Friday, January 12, 2024

 

TIN FOIL HATS, AND FRACTURED FRACTIONS

By Donovan Baldwin

In the 1980's an American fast food restaurant chain, A&W, offered a new product, a 1/3 lb (0.15 kg) hamburger at a price competitive to McDonald's 1/4 lb (0.11 kg) burger.


It failed in the market, and, eventually pulled from distribution.


Now, it was a tasty product, as such things go, and, as stated, competitively priced, offered by a lesser-known, yet well-established chain. Yet, in head-to-head sales, the A&W 1/3 lb. burger failed, and failed badly.


Hence a focus group.


Long story short, and skipping snide remarks, the focus group exposed the product's fatal flaw... it was a fraction.

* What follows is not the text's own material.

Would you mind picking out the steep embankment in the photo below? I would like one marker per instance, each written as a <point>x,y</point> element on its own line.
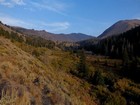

Oh, it was customary to sell fractions, 1/4 lb. burgers, 1/2 lb. burgers, but the 1/3 lb. burger failed.


However, the buying public, the consumer making the optimum decision for return on investment, fractured the math and reached the conclusion that a 1/4 lb. burger (0.11 kg. of meat) was a better investment than a 1/3 lb. burger (0.15 kg. of meat) for the same price.


The common reasoning seemed to be that "4" was greater than "3", therefore, ergo, and to wit, the McDonald's 1/4 lb. burger was more for the dollar than the A&W product.


Keep that in mind the next time that weird guy who used to sit at the desk next to you at a job 20 years ago, the one with the foil hat, sends you a potentially questionable claim about the relative value of some politician or program.


Just some early morning meanderings.